Malaria is a major public health problem in Ethiopia. Over the past years, the disease has been consistently reported as the first leading cause of outpatient visits, hospitalization and death in health facilities across the country. Thus, a retrospective study was conducted to determine the prevalence of malaria from peripheral blood smear examination from the Serbo Health Center of Ethiopia. The case notes of all malaria cases treated between July 2007 and June 2008 were carefully reviewed and analyzed. Of the total 6863 smears, 3009 were found to be positive and contribute 43.8% of diagnostic yield. Plasmodium falciparum constituted the most predominant [64.6% (1946/3009 cases)], while Plasmodium vivax confirmed with 34.9% (1052/3009) cases. Among patients who underwent diagnostic testing and treatment for malaria, males [63.8% (1918/3009 cases)] were more prone to have a positive malaria smear than females [36.2% (1091/3009 cases)]. Chi-square statistical analysis shown that there was a statistically significant association found between male cases and number of positive blood smear (chi(2)=28.1; df=7; p-value=0.001).
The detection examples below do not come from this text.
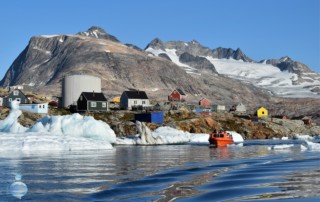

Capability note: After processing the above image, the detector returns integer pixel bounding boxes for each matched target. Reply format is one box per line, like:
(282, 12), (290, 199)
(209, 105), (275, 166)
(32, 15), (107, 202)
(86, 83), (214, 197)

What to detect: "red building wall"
(168, 90), (181, 101)
(199, 99), (211, 107)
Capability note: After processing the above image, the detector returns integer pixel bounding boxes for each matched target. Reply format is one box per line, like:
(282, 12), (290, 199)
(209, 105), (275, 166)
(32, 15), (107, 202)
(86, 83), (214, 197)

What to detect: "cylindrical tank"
(62, 75), (101, 107)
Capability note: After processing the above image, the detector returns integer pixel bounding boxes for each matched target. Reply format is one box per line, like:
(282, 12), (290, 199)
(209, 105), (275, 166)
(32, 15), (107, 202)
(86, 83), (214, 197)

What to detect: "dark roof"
(124, 91), (149, 99)
(176, 88), (186, 95)
(82, 92), (107, 101)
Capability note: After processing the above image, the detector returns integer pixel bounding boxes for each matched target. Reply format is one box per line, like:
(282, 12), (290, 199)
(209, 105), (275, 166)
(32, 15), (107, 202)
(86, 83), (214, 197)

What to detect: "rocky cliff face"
(145, 38), (320, 98)
(0, 27), (318, 116)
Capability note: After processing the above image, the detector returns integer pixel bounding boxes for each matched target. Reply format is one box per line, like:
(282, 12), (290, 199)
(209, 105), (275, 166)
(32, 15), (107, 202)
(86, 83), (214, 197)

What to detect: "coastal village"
(0, 75), (320, 139)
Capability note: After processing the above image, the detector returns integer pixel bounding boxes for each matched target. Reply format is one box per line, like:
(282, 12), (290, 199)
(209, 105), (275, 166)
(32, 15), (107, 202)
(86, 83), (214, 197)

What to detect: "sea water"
(0, 140), (320, 201)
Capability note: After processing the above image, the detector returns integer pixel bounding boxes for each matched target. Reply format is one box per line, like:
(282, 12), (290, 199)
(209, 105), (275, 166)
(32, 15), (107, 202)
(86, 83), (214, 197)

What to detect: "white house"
(19, 103), (48, 114)
(120, 90), (150, 110)
(212, 104), (226, 112)
(236, 103), (247, 113)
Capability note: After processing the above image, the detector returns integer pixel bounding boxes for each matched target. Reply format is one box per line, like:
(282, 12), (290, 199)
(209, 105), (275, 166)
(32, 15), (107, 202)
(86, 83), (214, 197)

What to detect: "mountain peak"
(145, 37), (165, 50)
(77, 26), (120, 42)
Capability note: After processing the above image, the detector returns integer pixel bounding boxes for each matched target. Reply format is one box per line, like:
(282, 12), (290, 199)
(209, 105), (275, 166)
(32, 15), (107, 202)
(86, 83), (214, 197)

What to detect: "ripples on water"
(0, 141), (320, 201)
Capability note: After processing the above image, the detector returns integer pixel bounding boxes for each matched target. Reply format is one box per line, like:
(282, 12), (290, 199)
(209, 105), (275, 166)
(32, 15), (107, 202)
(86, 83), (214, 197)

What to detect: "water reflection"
(0, 145), (319, 201)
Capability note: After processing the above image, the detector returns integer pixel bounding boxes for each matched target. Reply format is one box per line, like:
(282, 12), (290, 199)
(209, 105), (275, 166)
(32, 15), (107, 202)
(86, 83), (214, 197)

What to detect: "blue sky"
(0, 0), (320, 79)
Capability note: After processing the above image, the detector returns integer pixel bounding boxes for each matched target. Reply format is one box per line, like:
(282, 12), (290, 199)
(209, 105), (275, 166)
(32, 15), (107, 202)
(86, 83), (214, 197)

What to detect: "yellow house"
(112, 97), (120, 103)
(257, 107), (268, 117)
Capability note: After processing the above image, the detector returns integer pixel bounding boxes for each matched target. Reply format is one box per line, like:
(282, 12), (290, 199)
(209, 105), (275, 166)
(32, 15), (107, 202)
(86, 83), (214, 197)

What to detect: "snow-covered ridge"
(146, 47), (199, 74)
(146, 47), (320, 98)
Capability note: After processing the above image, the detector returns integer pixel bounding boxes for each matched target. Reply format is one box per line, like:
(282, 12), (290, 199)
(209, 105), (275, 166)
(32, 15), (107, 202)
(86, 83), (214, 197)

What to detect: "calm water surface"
(0, 141), (320, 201)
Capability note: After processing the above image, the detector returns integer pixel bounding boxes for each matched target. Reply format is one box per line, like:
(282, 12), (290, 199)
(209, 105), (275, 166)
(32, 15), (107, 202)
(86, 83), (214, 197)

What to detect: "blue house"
(3, 89), (28, 107)
(134, 112), (163, 123)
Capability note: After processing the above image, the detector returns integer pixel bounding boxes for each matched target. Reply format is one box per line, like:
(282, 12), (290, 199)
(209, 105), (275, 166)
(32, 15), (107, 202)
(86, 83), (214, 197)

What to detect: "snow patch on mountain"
(146, 47), (201, 75)
(205, 56), (320, 97)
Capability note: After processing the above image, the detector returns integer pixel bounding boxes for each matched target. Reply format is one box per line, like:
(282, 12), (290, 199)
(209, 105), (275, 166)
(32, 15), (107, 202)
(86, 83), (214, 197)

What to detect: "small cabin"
(134, 112), (163, 123)
(77, 92), (108, 112)
(3, 89), (28, 107)
(168, 88), (187, 102)
(255, 107), (268, 118)
(302, 117), (312, 125)
(19, 103), (48, 114)
(199, 98), (211, 107)
(120, 90), (150, 110)
(212, 104), (226, 112)
(236, 103), (247, 113)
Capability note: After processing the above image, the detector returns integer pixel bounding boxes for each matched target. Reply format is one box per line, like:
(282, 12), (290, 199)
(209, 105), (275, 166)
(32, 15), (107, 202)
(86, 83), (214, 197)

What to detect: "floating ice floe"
(0, 101), (116, 151)
(116, 121), (243, 145)
(268, 144), (294, 150)
(292, 134), (315, 140)
(305, 140), (320, 151)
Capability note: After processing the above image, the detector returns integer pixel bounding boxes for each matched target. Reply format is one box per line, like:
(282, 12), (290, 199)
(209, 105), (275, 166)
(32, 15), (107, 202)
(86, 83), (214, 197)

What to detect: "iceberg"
(0, 101), (116, 151)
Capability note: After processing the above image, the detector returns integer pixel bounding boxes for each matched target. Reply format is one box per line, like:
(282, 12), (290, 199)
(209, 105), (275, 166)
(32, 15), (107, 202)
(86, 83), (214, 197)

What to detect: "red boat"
(209, 131), (234, 146)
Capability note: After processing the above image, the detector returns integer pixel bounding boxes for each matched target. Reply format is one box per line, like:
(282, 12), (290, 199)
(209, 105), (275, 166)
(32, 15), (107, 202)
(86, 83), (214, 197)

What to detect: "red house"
(168, 88), (186, 102)
(199, 98), (211, 107)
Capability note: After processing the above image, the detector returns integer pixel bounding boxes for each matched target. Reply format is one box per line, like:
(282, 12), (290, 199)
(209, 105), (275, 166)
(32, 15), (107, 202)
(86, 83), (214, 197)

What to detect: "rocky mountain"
(0, 27), (317, 116)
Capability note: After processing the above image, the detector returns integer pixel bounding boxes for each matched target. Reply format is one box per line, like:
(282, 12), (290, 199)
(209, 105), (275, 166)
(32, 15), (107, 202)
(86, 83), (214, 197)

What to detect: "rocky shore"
(0, 108), (320, 139)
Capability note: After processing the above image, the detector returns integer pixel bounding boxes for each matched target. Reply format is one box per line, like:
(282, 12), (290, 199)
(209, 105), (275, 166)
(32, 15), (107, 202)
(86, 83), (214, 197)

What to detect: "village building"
(302, 116), (312, 125)
(120, 90), (150, 110)
(212, 104), (226, 112)
(168, 88), (187, 102)
(235, 103), (247, 113)
(199, 98), (211, 107)
(3, 89), (28, 107)
(77, 92), (108, 112)
(255, 107), (268, 118)
(19, 103), (48, 114)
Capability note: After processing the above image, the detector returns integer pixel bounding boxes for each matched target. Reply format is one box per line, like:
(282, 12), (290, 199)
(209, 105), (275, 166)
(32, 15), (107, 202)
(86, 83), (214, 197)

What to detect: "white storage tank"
(62, 75), (101, 107)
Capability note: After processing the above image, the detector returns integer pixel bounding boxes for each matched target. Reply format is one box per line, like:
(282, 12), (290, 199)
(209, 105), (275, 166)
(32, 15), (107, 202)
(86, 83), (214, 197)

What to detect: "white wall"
(128, 99), (150, 109)
(62, 75), (101, 107)
(19, 103), (48, 114)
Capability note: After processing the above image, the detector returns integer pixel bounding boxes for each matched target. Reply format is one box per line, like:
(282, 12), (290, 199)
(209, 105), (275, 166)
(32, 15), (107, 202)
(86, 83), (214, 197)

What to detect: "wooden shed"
(199, 98), (211, 107)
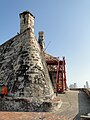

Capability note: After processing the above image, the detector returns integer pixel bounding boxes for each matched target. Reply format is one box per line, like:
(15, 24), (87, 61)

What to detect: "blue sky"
(0, 0), (90, 87)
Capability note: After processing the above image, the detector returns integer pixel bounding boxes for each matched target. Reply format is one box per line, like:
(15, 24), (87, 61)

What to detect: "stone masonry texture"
(0, 10), (54, 111)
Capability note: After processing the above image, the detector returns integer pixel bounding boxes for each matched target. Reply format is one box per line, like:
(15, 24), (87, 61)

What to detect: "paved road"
(56, 90), (90, 120)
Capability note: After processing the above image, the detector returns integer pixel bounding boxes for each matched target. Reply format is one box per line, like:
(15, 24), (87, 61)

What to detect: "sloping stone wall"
(0, 29), (54, 101)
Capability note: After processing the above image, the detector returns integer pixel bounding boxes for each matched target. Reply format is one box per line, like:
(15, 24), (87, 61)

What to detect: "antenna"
(44, 41), (51, 51)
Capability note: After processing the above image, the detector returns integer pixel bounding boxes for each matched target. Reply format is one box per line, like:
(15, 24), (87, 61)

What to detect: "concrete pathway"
(56, 90), (90, 120)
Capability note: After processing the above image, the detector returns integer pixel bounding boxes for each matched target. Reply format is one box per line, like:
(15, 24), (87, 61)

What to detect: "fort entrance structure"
(0, 11), (66, 111)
The present study results clearly suggest that the catchment area of Serbo Health Center is prone for epidemic malaria and the situation is quite deteriorating. At the moment, although we are not equipped with magic bullet for malaria effective low-cost strategies are available for its treatment, prevention, and control. Therefore, creating awareness by active health education campaigns and applying integrated malaria control strategy could bring the constructive outcome in the near future.

PMID:
20701879
DOI:
10.1016/j.jiph.2009.08.005
[Indexed for MEDLINE]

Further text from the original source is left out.